Lampu-lampu yang bersinar terang di Bandar Udara Lisbon, Portugal, belum mampu membuat kesadaranku kembali. Setelah enam belas jam penerbangan dari LA, tubuhku terasa kaku. Mark mencoba membangunkanku dengan segelas kopi dari mesin minuman. Satu staf lain, bernama Kevin, membantuku membawa koper.
"Kita langsung bergabung ke hotel?", tanya Mark setelah melihatku selesai meneguk kopi yang diberikannya.
Aku mengangguk. Kami tiba tengah malam. Besok malam Brian akan membuka tur Eropanya di Lisbon, Portugal. Dan aku akan mendampinginya!
*****
Seminggu sebelumnya...
David tiba-tiba memintaku mendampingi Brian saat tur ke Eropa dan Amerika Utara selama dua bulan. Aku berusaha menolak karena sedang ingin fokus pada studi. Meski alasan sebenarnya lebih pada upaya menghindari Brian secara total.
"Apa kamu menghindari Brian?", David seolah membaca pikiranku.
Ya, pembicaraanku dan Brian terakhir kali tak berjalan baik.
"Brina, aku tahu rumitnya hubunganmu dengan Brian. Tapi aku berharap kalian tak melibatkan perasaan pribadi dalam hubungan profesional di tempat kerja", ujarnya. "Ian harus menyelesaikan banyak hal di Korea sehingga dia tidak bisa mendampingi Brian sepanjang turnya. Sementara kita semua disini juga sedang mempersiapkan album artis lainnya.

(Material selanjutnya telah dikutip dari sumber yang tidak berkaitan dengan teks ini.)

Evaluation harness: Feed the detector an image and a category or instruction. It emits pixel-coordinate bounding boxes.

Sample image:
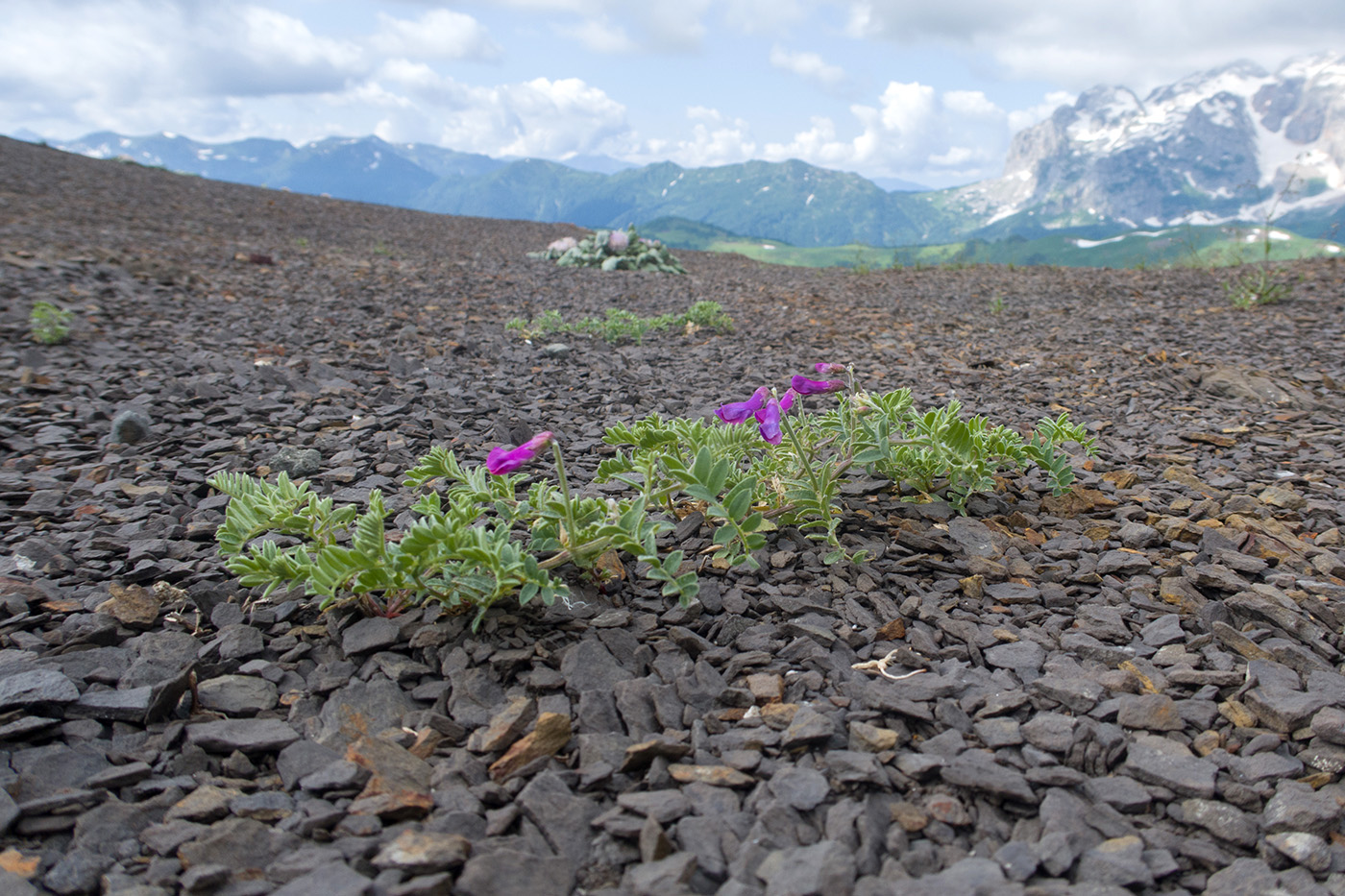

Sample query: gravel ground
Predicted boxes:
[0,132,1345,896]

Dan saat ini kita kekurangan tenaga", tegasnya.
"Oke", aku setuju setelah menarik nafas panjang.
"Terima kasih", sahutnya. "Maaf, karena memaksakan tugas ini padamu, Brin. Tapi aku tak punya banyak pilihan sekarang..."
"Aku paham, Dave", sahutku.
Anggap saja, aku sedang jalan-jalan. Habis perkara!
*****
"Hai...", aku menyapa Brian dan Ian seriang mungkin saat menemui mereka di restoran hotel pagi harinya. Lengkap dengan senyum lebar, yang kuharap bisa menutupi rasa gugupku.
"Hai Brin, bagaimana kabarmu?", tanya Ian.
"Good", aku menjawab singkat kemudian duduk di hadapan mereka berdua.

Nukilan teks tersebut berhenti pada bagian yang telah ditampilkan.